Scripture presents a different approach.  Consider the apostle Peter's instruction:
As each has received a gift, use it to serve one another, as good stewards of God’s varied grace: whoever speaks, as one who speaks oracles of God; whoever serves, as one who serves by the strength that God supplies—in order that in everything God may be glorified through Jesus Christ.  To him belong glory and dominion forever and ever.  Amen.  (1 Pet 4:10-11)
There is not one word about how the gift is received: just use your gift as the Lord supplies.  The other passages mentioning gifts and manifestations (Rom 12:6-8; 1 Cor 12:4-11; Eph 4:11-14) also exclude any how the gifts are gained except that the Holy Spirit gives them as he wills.  The intent of these passages is not to be overly concerned about searching for what that gift is, but that God has supplied gifts in each assembly for the common good: your gift is as valuable as anyone else.  The instruction is given for our encouragement to be an active part of Christ's body.

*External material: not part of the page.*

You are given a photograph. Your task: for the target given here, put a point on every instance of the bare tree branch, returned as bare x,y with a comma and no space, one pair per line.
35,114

Where the above evaluations can help is making obvious what we and others already know about us.  A spiritual gift makes itself known in the natural course of growing in Christ and being obedient to him, as God's Word states in Proverbs 18:16
A man’s gift makes room for him
    and brings him before the great.
What one discovers through the reading, hearing, and study of the Bible is used by the Holy Spirit for everyday life in ways needful to the believer for use in the local assembly.  Many times the Christian will notice or question something indicating how the Spirit is working and gifting.  Certain works or ministries become second nature as that person continues in the faith.

Because gifts are divinely given, we should be far less concerned with having a proper knowledge of his spiritual gift and trying to do something for God in life, than being submissive to the Spirit working in and through us.  Do not be chasing after what you fear is lacking.  Use the gift sovereignly and specifically bestowed on you as Christ's blood-bought saint to the glory of God.

* See Heart to Heart International Ministries.